Cauchy-compact flat spacetimes with extreme BTZ are Lorentzian analogue of complete hyperbolic surfaces of finite volume. Indeed, the latter are 2-manifolds locally modeled on the hyperbolic plane, with group of isometries $$\mathrm {PSL}_2(\mathbb {R})$$ , admitting finitely many cuspidal ends while the regular part of the former are 3-manifolds locally models on 3 dimensionnal Minkowski space, with group of isometries $$\mathrm {PSL}_2(\mathbb {R})\ltimes \mathbb {R}^3$$ , admitting finitely many ends whose neighborhoods are foliated by cusps.

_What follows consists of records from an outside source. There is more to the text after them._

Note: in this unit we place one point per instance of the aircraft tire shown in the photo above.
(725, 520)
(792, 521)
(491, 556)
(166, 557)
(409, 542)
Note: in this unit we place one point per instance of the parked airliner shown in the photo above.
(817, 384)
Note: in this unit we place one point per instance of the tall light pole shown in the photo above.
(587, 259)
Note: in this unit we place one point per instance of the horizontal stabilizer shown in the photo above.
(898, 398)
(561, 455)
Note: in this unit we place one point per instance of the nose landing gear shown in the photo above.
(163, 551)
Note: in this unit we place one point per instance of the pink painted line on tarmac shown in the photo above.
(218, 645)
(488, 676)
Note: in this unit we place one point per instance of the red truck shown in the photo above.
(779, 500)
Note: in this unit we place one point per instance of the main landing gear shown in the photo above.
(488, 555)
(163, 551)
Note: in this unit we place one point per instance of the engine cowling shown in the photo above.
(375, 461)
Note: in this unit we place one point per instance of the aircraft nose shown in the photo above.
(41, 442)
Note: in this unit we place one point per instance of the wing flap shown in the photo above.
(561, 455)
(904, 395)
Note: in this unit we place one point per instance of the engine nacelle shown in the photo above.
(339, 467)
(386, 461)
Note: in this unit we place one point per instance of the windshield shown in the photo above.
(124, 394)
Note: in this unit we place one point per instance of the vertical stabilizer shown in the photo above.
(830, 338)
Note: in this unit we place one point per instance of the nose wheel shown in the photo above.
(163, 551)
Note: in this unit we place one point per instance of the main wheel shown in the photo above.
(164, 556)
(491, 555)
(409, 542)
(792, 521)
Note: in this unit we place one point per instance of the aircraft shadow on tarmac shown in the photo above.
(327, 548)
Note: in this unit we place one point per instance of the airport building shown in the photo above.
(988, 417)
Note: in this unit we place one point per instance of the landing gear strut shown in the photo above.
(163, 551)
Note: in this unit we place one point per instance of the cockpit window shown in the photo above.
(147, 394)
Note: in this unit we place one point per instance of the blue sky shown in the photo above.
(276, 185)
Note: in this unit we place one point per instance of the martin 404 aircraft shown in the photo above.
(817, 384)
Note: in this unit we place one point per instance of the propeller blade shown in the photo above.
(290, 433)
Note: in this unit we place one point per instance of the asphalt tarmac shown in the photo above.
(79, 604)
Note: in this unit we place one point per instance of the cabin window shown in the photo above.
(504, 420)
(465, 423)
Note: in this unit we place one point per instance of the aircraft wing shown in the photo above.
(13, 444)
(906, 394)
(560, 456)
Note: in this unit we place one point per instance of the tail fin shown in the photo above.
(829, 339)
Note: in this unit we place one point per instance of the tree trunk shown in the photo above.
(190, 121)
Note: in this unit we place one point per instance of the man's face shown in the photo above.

We prove a Theorem akin to the classical parametrization result for finite volume complete hyperbolic surfaces: the tangent bundle of the Teichmuller space of a punctured surface parametrizes globally hyperbolic Cauchy-maximal and Cauchy-compact locally Minkowski manifolds with extreme BTZ. Previous results of Mess, Bonsante and Barbot provide already a satisfactory parametrization of regular parts of such manifolds, the particularity of the present work lies in the consideration of manifolds with a singular geometrical structure with singularities modeled on extreme BTZ. We present a BTZ-extension procedure akin to the procedure compactifying finite volume complete hyperbolic surface by adding cusp points at infinity.